Copy your Bucket Name from panel.
Click CREATE.

1.3 Create a Dataflow job

In the Cloud Console, click on Navigation Menu > Dataflow.
Click CREATE JOB FROM TEMPLATE.
In Create job from template, give an arbitrary job name.
From the dropdown under Dataflow template, select Text Files on Cloud Storage BigQuery under “Process Data in Bulk (batch)”. (DO NOT select the item under “Process Data Continuously (stream)”).
Under the Required parameters, enter the following values:

Field	Value
JavaScript UDF path in Cloud Storage	`gs://cloud-training/gsp323/lab.js`
JSON path	`gs://cloud-training/gsp323/lab.schema`
JavaScript UDF name	`transform`
BigQuery output table	`Use As per your lab`
Cloud Storage input path	`gs://cloud-training/gsp323/lab.csv`
Temporary BigQuery directory	`Use As per your lab`
Temporary location	`Use As per your lab`

Click RUN JOB.

Task 2: Run a simple Dataproc job

Create a Dataproc cluster

In the Cloud Console, click on Navigation Menu > Dataproc > Clusters.
Click CREATE CLUSTER.
Make sure the cluster is going to create in the region Use As per your lab.
Click Create.
After the cluster has been created, click the SSH button in the row of the master instance.
In the SSH console, run the following command:

hdfs dfs -cp gs://cloud-training/gsp323/data.txt /data.txt

Close the SSH window and go back to the Cloud Console.
Click SUBMIT JOB on the cluster details page.
Select Spark from the dropdown of “Job type”.
Copy org.apache.spark.examples.SparkPageRank to “Main class or jar”.
Copy file:///usr/lib/spark/examples/jars/spark-examples.jar to “Jar files”.
Enter /data.txt to “Arguments”.
Click CREATE.

Task 3: Run a simple Dataprep job

Import runs.csv to Dataprep

In the Cloud Console, click on Navigation menu > Dataprep.
After entering the home page of Cloud Dataprep, click the Import Data button.
In the Import Data page, select GCS in the left pane.
Click on the pencil icon under Choose a file or folder.
Copy below code and paste it to the textbox, and click the Go button next to it.

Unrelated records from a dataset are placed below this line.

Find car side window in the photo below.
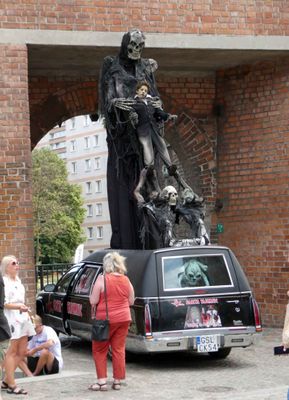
[55,266,79,293]
[72,267,98,296]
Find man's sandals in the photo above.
[1,381,27,394]
[88,383,107,392]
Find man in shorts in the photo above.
[19,315,63,376]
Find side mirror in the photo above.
[43,283,55,292]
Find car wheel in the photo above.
[209,347,232,360]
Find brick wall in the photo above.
[0,46,35,310]
[10,50,289,326]
[29,77,98,147]
[0,0,289,35]
[216,58,289,326]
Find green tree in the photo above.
[32,148,85,264]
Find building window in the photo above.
[96,226,103,239]
[87,226,93,239]
[85,159,91,171]
[94,157,100,169]
[95,203,102,215]
[95,181,101,193]
[84,136,90,149]
[85,182,92,194]
[87,204,93,217]
[70,140,76,151]
[83,115,90,126]
[71,161,77,174]
[93,135,99,147]
[70,117,76,129]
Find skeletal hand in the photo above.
[151,97,162,108]
[112,97,135,111]
[168,114,178,122]
[129,111,138,128]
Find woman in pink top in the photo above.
[89,252,134,391]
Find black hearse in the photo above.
[37,246,262,358]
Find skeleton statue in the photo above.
[174,188,210,246]
[139,186,178,249]
[99,29,206,249]
[99,29,159,249]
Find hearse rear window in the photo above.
[162,254,233,290]
[73,267,98,296]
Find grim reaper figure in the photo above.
[100,29,158,249]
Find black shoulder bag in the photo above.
[91,274,109,342]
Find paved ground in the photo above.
[2,329,289,400]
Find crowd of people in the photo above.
[0,255,63,399]
[0,252,134,400]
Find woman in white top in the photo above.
[1,256,35,394]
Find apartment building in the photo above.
[36,115,111,257]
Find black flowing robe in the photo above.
[100,56,159,249]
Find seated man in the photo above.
[19,315,63,376]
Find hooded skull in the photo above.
[127,29,145,60]
[161,186,178,206]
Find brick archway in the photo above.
[29,78,98,148]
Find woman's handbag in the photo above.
[91,274,109,342]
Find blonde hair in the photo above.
[1,255,17,275]
[32,314,43,325]
[103,251,126,274]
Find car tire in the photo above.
[209,347,232,360]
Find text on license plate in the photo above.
[197,335,219,353]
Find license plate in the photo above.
[197,335,219,353]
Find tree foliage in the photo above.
[32,148,85,264]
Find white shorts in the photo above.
[9,319,36,340]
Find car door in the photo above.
[67,264,101,340]
[45,265,81,334]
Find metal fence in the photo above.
[35,263,73,290]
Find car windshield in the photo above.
[55,265,80,293]
[162,254,233,290]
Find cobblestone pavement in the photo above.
[2,328,289,400]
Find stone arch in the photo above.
[162,95,217,211]
[30,78,98,148]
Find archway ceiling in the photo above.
[28,45,288,77]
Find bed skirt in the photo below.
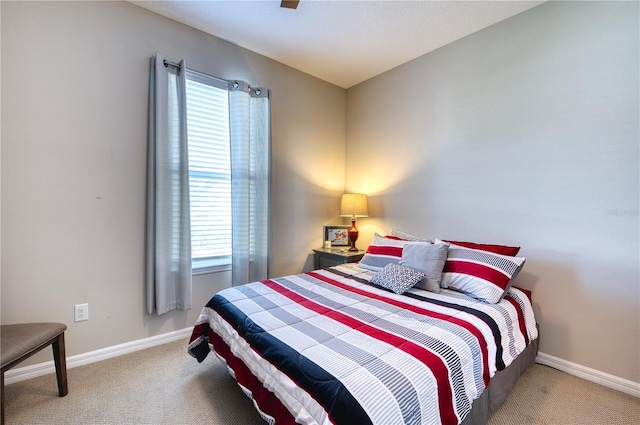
[462,329,540,425]
[211,324,540,425]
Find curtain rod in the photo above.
[163,59,231,84]
[163,59,269,97]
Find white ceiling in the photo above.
[130,0,544,88]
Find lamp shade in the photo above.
[340,193,369,217]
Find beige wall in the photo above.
[1,1,346,363]
[346,2,640,382]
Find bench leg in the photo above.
[0,370,4,425]
[51,332,69,397]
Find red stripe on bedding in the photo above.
[307,272,491,387]
[443,259,511,289]
[261,278,459,424]
[504,294,529,345]
[208,329,296,425]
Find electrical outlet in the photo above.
[75,304,89,322]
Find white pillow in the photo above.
[359,233,410,271]
[389,228,433,243]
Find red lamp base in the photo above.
[349,219,360,251]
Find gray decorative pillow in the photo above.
[398,243,449,293]
[371,263,425,294]
[389,227,433,243]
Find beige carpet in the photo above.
[5,341,640,425]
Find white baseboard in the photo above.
[536,353,640,398]
[4,328,193,384]
[4,328,640,398]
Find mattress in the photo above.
[189,264,538,424]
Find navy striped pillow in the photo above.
[440,244,526,304]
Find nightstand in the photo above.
[313,247,366,270]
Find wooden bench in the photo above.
[0,323,69,424]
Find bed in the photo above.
[188,235,538,425]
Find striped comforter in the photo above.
[189,264,537,425]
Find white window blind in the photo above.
[186,70,231,272]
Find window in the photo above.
[186,70,231,273]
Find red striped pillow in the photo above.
[444,240,520,257]
[359,233,411,271]
[440,243,525,303]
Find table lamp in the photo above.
[340,193,369,251]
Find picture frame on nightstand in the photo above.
[322,224,351,247]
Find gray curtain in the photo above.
[229,82,271,285]
[145,53,192,315]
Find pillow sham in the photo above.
[371,263,425,295]
[436,239,520,257]
[440,243,525,304]
[389,228,433,243]
[359,233,411,271]
[398,242,449,293]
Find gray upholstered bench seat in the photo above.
[0,323,69,424]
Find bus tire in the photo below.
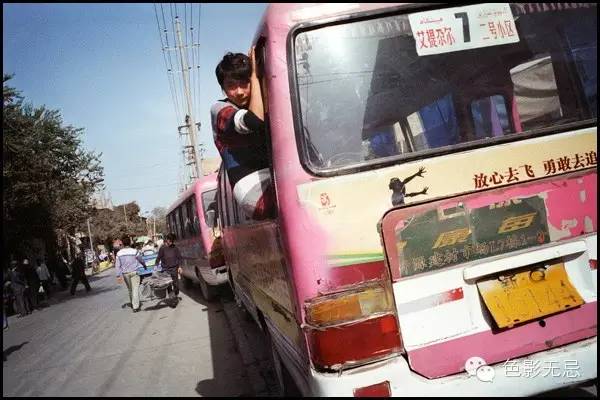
[196,270,216,301]
[181,275,192,288]
[265,326,302,397]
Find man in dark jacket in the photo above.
[9,261,31,318]
[22,258,41,310]
[156,233,183,308]
[71,250,92,296]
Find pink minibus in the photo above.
[217,3,598,397]
[167,172,227,300]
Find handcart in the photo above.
[137,265,178,306]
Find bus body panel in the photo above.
[167,173,227,286]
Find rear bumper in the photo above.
[310,336,597,397]
[199,265,227,286]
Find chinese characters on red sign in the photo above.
[416,27,456,49]
[480,19,516,40]
[473,150,598,189]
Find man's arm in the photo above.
[154,246,164,266]
[402,167,426,185]
[248,46,265,121]
[115,256,123,278]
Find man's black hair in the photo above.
[215,52,252,89]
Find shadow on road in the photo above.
[2,341,29,361]
[179,280,248,397]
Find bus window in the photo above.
[294,4,597,173]
[471,95,510,139]
[202,189,218,228]
[190,196,200,235]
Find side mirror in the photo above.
[206,210,216,228]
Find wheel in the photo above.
[265,327,302,397]
[196,270,216,301]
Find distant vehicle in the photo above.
[154,233,164,249]
[167,173,227,300]
[138,250,160,275]
[84,249,96,267]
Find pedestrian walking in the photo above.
[115,237,146,312]
[156,233,183,308]
[71,250,92,296]
[22,258,40,310]
[55,254,69,290]
[9,260,31,318]
[35,258,50,300]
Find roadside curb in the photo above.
[221,299,269,397]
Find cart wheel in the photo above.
[198,274,216,301]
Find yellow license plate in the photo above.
[477,263,584,328]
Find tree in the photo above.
[151,207,168,234]
[2,75,104,260]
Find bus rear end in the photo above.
[290,3,597,396]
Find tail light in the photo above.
[354,381,392,397]
[306,285,402,369]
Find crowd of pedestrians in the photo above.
[2,251,91,329]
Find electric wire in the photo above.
[154,4,178,124]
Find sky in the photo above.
[2,3,266,214]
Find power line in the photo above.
[154,4,178,124]
[112,182,178,191]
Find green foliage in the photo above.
[151,207,168,234]
[2,75,103,251]
[89,202,148,247]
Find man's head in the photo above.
[215,53,252,108]
[113,239,123,250]
[165,233,175,246]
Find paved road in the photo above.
[2,269,256,396]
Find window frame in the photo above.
[286,3,597,177]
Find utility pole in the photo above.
[175,17,202,181]
[88,218,96,255]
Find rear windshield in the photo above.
[294,3,597,172]
[202,189,217,228]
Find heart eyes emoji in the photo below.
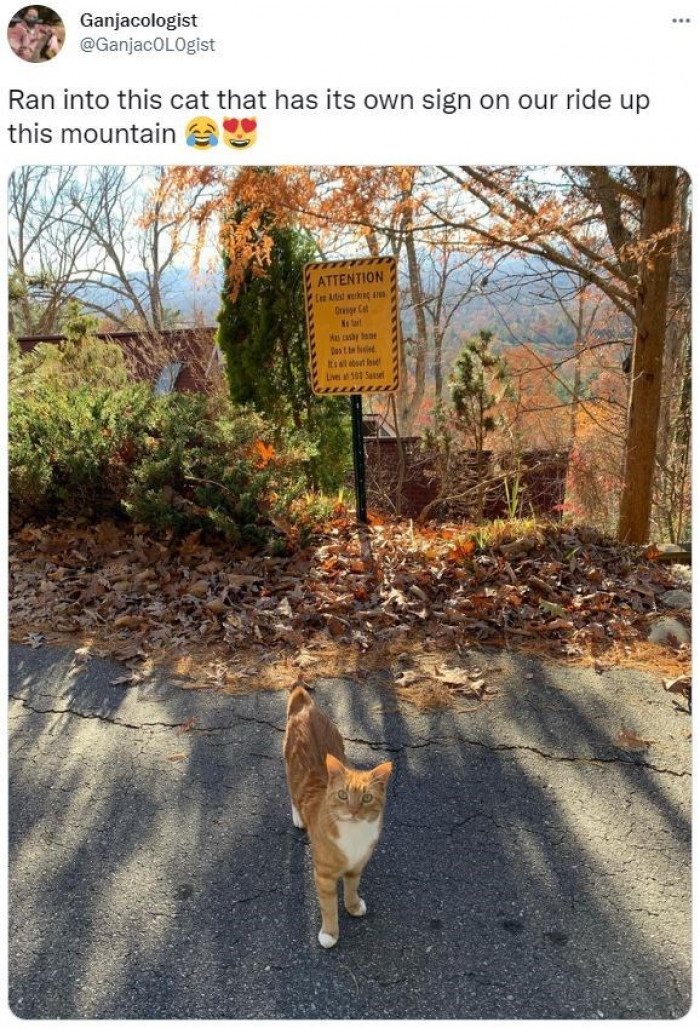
[223,118,258,150]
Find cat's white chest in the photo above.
[336,817,380,868]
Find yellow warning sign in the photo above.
[304,257,399,394]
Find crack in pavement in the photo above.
[10,693,693,778]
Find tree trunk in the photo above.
[618,168,676,543]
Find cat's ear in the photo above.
[326,754,345,778]
[371,761,394,785]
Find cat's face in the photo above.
[326,754,392,821]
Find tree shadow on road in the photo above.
[10,645,690,1018]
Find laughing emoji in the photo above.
[224,118,258,150]
[185,114,219,150]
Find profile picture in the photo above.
[7,5,66,64]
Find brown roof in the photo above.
[17,326,219,393]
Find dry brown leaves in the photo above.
[10,521,688,699]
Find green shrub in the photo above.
[9,383,304,543]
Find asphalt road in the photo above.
[9,647,691,1019]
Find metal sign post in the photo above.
[351,394,367,524]
[304,257,400,524]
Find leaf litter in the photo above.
[10,518,690,705]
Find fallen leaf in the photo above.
[617,728,654,752]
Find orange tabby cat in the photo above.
[284,686,392,949]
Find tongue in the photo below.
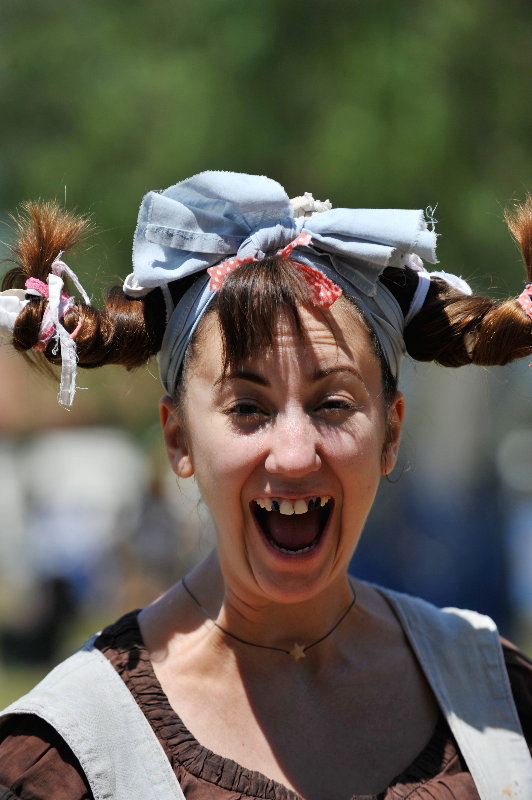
[264,510,321,550]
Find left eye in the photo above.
[317,397,356,415]
[231,403,264,417]
[227,401,268,426]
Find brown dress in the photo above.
[0,612,532,800]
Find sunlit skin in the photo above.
[143,299,438,800]
[161,303,403,646]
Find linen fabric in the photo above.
[124,171,437,394]
[0,592,532,800]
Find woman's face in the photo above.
[161,301,403,602]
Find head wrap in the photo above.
[124,172,462,394]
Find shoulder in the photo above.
[501,639,532,749]
[0,612,139,800]
[0,714,92,800]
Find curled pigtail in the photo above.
[504,194,532,283]
[2,203,165,405]
[381,196,532,367]
[405,278,532,367]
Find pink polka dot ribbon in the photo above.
[207,232,342,308]
[517,283,532,319]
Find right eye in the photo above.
[227,400,268,426]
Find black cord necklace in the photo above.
[181,578,357,661]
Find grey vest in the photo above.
[2,589,532,800]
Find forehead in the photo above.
[192,298,380,380]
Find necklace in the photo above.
[181,577,357,661]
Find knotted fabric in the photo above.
[124,172,437,394]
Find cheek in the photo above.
[192,418,262,502]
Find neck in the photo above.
[183,556,355,658]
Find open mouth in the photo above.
[251,495,334,555]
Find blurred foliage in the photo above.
[0,0,532,428]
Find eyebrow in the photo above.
[221,365,365,386]
[312,364,364,383]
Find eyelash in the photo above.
[226,398,358,424]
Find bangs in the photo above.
[209,257,311,374]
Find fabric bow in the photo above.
[128,171,437,297]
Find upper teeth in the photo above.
[255,495,331,516]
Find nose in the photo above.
[265,413,321,478]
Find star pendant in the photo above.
[290,642,306,661]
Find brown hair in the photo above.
[2,197,532,400]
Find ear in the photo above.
[159,395,194,478]
[381,392,405,475]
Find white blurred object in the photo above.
[23,428,146,575]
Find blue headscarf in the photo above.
[124,172,444,394]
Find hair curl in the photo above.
[2,197,532,400]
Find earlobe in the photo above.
[159,395,194,478]
[381,392,405,475]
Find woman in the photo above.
[0,172,532,800]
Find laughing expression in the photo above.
[162,301,403,602]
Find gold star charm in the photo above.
[290,642,305,661]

gs://cloud-training/gsp323/runs.csv

After showing the preview of runs.csv in the right pane, click on the Import & Wrangle button.

Transform data in Dataprep

After launching the Dataperop Transformer, scroll right to the end and select column10.
In the Details pane, click FAILURE under Unique Values to show the context menu.
Select Delete rows with selected values to Remove all rows with the state of “FAILURE”.
Click the downward arrow next to column9, choose Filter rows > On column value > Contains.
In the Filter rows pane, enter the regex pattern /(^0$|^0\.0$)/ to “Pattern to match”.
Select Delete matching rows under the Action section, then click the Add button.
Rename the columns to be:
- runid
- userid
- labid
- lab_title
- start
- end
- time
- score
- state
Confirm the recipe.And Add it
Click Run Job.

Task 4: AI

gcloud iam service-accounts create my-natlang-sa \
  --display-name "my natural language service account"
gcloud iam service-accounts keys create ~/key.json \
  --iam-account my-natlang-sa@$DEVSHELL_PROJECT_ID.iam.gserviceaccount.com

Task:4.1 Google Cloud Speech API

wget https://raw.githubusercontent.com/guys-in-the-cloud/cloud-skill-boosts/main/Challenge-labs/Perform%20Foundational%20Data%2C%20ML%2C%20and%20AI%20Tasks%20in%20Google%20Cloud%3A%20Challenge%20Lab/speech-request.json
curl -s -X POST -H "Content-Type: application/json" --data-binary @request.json \
"https://speech.googleapis.com/v1/speech:recognize?key=${API_KEY}" > result.json

Replace with your first bucket url

gsutil cp speech.json <enter first bucket url>

Task:4.2 Cloud Natural Language API

gcloud ml language analyze-entities --content="Old Norse texts portray Odin as one-eyed and long-bearded, frequently wielding a spear named Gungnir and wearing a cloak and a broad hat." > language.json

Replace with your second bucket url

gsutil cp language.json <enter second bucket url>

Task:4.3 Google Video Intelligence

wget https://github.com/guys-in-the-cloud/cloud-skill-boosts/blob/main/Challenge-labs/Perform%20Foundational%20Data%2C%20ML%2C%20and%20AI%20Tasks%20in%20Google%20Cloud:%20Challenge%20Lab/video-intelligence-request.json
curl -s -H 'Content-Type: application/json' \
    -H 'Authorization: Bearer '$(gcloud auth print-access-token)'' \
    'https://videointelligence.googleapis.com/v1/videos:annotate' \
    -d @video-intelligence-request.json  > video.json

Replace with your third bucket url

 gsutil cp video.json <enter third bucket url>

Congratulations! You completed this challenge lab.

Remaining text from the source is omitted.